Prompt chaining decomposes a complex LLM task into a sequence of focused sub-tasks. Each step has a narrow responsibility, and the output of one step becomes the input to the next step. This reduces instruction overload, contextual drift, hallucination risk, and hard-to-debug monolithic prompts.

Use this pattern when the task has multiple dependent stages, requires intermediate validation, benefits from structured handoff data, or needs deterministic processing or external tool calls between LLM calls. The chapter emphasizes structured intermediate outputs such as JSON because ambiguous natural-language handoffs can cause downstream failures.
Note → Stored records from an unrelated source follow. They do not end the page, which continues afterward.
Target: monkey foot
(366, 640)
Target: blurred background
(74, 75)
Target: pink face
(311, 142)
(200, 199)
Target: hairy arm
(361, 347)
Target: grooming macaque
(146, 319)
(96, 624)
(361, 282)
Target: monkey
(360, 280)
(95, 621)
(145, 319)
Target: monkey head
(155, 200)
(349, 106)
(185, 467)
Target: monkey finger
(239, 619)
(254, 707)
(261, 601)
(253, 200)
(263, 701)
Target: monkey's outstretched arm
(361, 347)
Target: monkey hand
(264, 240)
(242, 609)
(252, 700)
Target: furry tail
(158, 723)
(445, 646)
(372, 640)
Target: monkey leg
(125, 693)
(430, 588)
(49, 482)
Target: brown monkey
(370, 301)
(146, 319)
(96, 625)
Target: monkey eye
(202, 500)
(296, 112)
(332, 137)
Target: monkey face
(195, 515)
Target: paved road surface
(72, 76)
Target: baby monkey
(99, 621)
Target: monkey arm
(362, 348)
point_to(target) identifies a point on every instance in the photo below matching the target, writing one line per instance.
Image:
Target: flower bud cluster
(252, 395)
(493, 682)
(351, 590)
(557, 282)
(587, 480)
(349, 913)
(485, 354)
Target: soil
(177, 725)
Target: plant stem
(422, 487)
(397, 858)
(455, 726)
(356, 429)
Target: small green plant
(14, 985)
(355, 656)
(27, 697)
For implementation, prompt chaining should behave like a stateful pipeline: preserve intermediate artifacts, validate each handoff, retry or repair malformed outputs when possible, and expose enough state for debugging.

Pattern Explanation

Conceptual Overview

Prompt chaining is the practice of splitting one large model task into smaller connected prompts. Instead of asking a model to understand, transform, validate, and format everything at once, each prompt performs one focused job and passes its result to the next step.
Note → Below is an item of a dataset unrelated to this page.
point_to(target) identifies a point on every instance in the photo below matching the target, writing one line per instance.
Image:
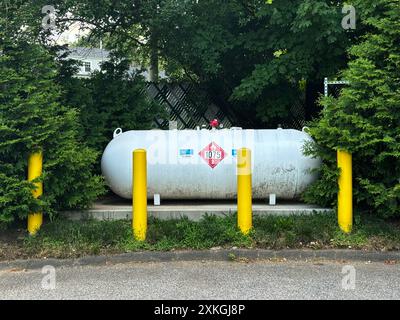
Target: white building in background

In agentic systems, this turns a vague LLM interaction into an observable workflow. Each step has a clear input, a clear output, and a place where validation or repair can happen before the next step depends on it.

Problem

Large prompts often mix too many responsibilities. This makes outputs harder to predict, harder to test, and harder to recover when one part fails. Prompt chaining solves this by separating responsibilities and making intermediate outputs explicit.

When to Use

  • Use this pattern when a task has multiple dependent stages.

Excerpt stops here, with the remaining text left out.